E não é pouca coisa. A Appian opera com uma lógica de escala: analisa mais de mil oportunidades por ano e mantém um banco global com mais de 4 mil projetos de mineração. Ou seja, não falta pipeline. O desafio é escolher onde colocar dinheiro. E, nesse filtro, o Brasil aparece como prioridade, especialmente diante da demanda crescente por níquel, cobre e terras raras.
A leitura é objetiva: destravar o potencial mineral da América Latina vai exigir mais de US$220 bilhões em investimentos. Só o Brasil deve demandar cerca de US$70 bilhões nos próximos cinco anos. Peru e Chile seguem relevantes, com forte presença no cobre, enquanto Argentina e México entram no radar como novas fronteiras para capital privado estruturado.
Para sustentar esse apetite, a Appian também vem ampliando sua capacidade financeira e institucional. Em 2025, firmou uma parceria de US$1 bilhão com a Corporação Financeira Internacional, braço do Banco Mundial, voltada ao financiamento de projetos de minerais críticos em mercados emergentes, um movimento que reforça o foco em escala, governança e acesso a capital de longo prazo.
“Considerado um dos principais mercados, o Brasil está no centro da estratégia de crescimento da Appian na América Latina. A abertura do nosso escritório em São Paulo nos posiciona de forma ideal para identificar e executar as melhores oportunidades de negócios e investimentos no setor.
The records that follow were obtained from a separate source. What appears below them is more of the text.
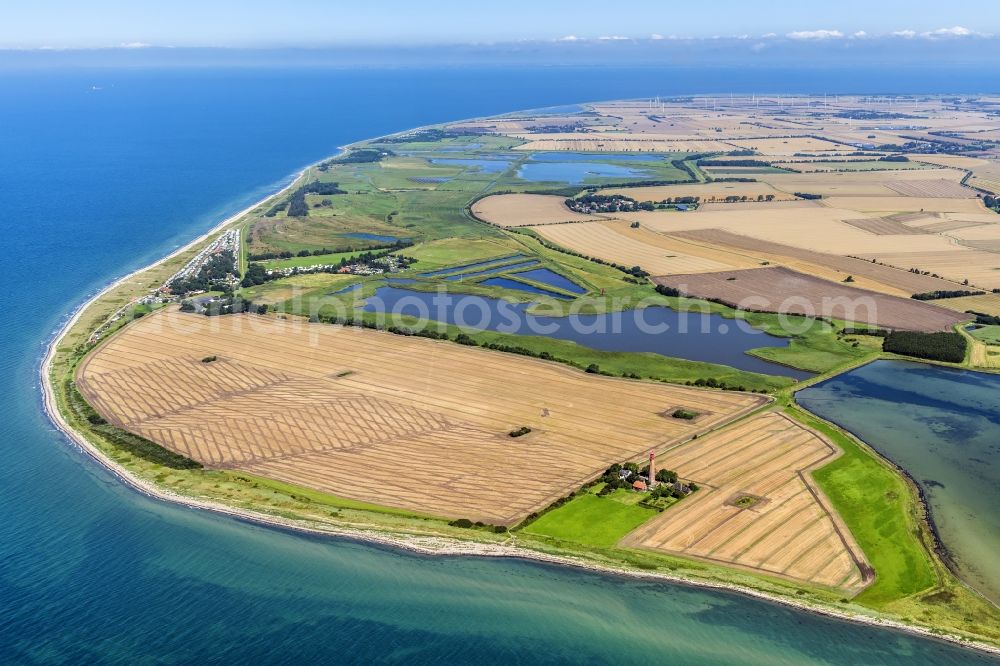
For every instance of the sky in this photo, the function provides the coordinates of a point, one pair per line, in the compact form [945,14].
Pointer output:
[62,24]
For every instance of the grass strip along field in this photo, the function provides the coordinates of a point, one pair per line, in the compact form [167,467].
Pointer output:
[282,427]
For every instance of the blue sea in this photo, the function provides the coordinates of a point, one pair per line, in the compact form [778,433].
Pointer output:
[103,171]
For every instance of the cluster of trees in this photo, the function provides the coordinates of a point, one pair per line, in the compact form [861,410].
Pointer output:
[297,206]
[257,274]
[465,523]
[985,319]
[945,293]
[668,291]
[210,275]
[134,444]
[231,305]
[286,254]
[613,480]
[880,332]
[425,135]
[607,203]
[940,346]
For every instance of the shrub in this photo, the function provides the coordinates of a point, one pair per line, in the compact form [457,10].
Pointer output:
[948,347]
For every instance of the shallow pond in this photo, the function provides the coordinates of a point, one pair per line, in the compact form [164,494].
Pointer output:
[689,335]
[492,270]
[553,279]
[476,264]
[507,283]
[943,427]
[486,166]
[575,173]
[557,156]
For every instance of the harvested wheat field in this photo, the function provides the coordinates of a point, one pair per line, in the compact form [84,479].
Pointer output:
[778,289]
[899,204]
[878,277]
[985,303]
[758,205]
[786,528]
[706,191]
[980,267]
[398,421]
[932,188]
[522,210]
[855,183]
[786,146]
[617,242]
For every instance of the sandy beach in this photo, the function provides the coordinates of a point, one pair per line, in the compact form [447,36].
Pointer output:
[425,545]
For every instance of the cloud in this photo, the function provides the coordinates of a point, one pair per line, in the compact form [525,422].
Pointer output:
[815,34]
[957,31]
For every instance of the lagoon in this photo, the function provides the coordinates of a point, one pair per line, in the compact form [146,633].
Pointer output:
[690,335]
[93,572]
[942,426]
[574,173]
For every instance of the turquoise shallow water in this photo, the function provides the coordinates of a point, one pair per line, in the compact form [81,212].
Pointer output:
[96,182]
[943,427]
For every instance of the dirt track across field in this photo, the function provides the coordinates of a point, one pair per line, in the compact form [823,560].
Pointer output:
[398,421]
[779,289]
[783,526]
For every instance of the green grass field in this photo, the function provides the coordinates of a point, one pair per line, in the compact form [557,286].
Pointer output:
[876,504]
[592,520]
[988,334]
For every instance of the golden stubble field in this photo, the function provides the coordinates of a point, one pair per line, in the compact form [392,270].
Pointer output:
[758,507]
[403,422]
[522,210]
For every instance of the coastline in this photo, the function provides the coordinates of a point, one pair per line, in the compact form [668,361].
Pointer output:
[423,545]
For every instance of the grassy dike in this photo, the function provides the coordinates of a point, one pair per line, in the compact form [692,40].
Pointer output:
[883,511]
[943,607]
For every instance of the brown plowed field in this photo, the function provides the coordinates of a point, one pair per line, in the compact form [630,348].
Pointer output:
[618,242]
[939,187]
[779,289]
[790,531]
[403,422]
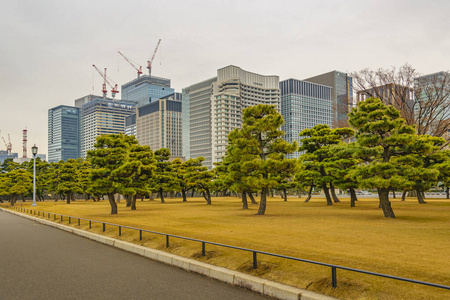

Nossa presença local, combinada com nossa expertise como investidores e operadores, nos permitirá destravar o imenso valor da indústria de mineração brasileira, impulsionando a inovação e o crescimento de forma responsável e eficiente”, celebra Milson Mundim, Country Manager da Appian no Brasil.
Expansão física acompanha a ambição financeira
A Appian acaba de abrir sua nova sede para a América Latina em São Paulo, transformando o escritório no hub regional para originação e execução de investimentos.
O novo escritório na capital paulista será também o centro regional do grupo para investimentos Latam, o que permite maior colaboração com parceiros locais, governos e partes interessadas da indústria, além de fortalecer a capacidade do grupo em prospectar, identificar e executar projetos de escala nas jurisdições de mineração mais importantes da região.
Bahia
Com oito anos de atuação no mercado brasileiro e presente em dois estados (Minas Gerais e Bahia), o fundo se estabeleceu no país em 2018. Atualmente, o grupo possui três ativos no país: Atlantic Nickel, Graphcoa, além da subsidiária Omnigen Energy. Com sólido compromisso e missão de transformar recursos naturais em prosperidade e desenvolvimento sustentável, o grupo trabalha alinhada às melhores práticas ESG.